From: John Darrington
<address@hidden>
To: Mehmet Hakan Satman <address@hidden>
Cc: address@hidden
Sent: Wed, March 23, 2011 12:58:08 PM
Subject: Quick cluster time and space optimisation
On Tue, Mar 22, 2011 at 02:53:45AM -0700, Mehmet Hakan Satman wrote:
Hi friends,
I corrected the source file and prepared the test files as John suggested. I
created the file quick-cluster.at with a test data. I run the "make check"
command and some of the output of this process is like:
436: T-TEST invalid syntax ok
437: T-TEST string variable ok
438: T-TEST string variable, only one value ok
439: T-TEST string variable comparison bug ok
QUICK CLUSTER
440: QUICK CLUSTER ok
Wonderful!
Now that we've got a working autotest we can start optimising the
algorithm without fear of unwittingly breaking it. This is where it
starts to get interesting!
The biggest problem I see at the moment is that it is allocating
potentially huge blocks of memory. PSPP (and spss) is designed to
cope with extremely large amounts of
data. So we should try to
accommodate this in the design of quick-cluster.
So imagine for the moment that somebody wants to perform
quick-cluster 500 variables (m), and 10,000,000 cases (n). PSPP would
run out of memory before it even starts to do the calculation.
There's a number of places where we should eliminate these memory
allocations, but let's deal with them one at a time.

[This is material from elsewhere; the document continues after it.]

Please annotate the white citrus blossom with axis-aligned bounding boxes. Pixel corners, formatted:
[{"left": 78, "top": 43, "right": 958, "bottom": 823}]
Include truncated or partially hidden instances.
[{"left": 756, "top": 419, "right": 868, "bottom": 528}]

Firstly, I see that the entire dataset is copied not once, but twice:
Once before the call to kmeans_create where you copy the casereader
into the array. And then again inside kmeans_create where you copy
the array into a gsl_matrix. I did some profiling on my system and
this accounted for a significant proportion of the time taken to
perform QUICK CLUSTER.
So, I suggest that we start by changing the signature of
kmeans_create from
struct Kmeans *
kmeans_create (double *data,
int n, int m, int ngroups, int maxiter);
struct Kmeans *
kmeans_create (struct casereader *cr, int m, int ngroups, int maxiter);
This will save at least one iteration through the data and one big
chunk of memory. Later we can improve on this.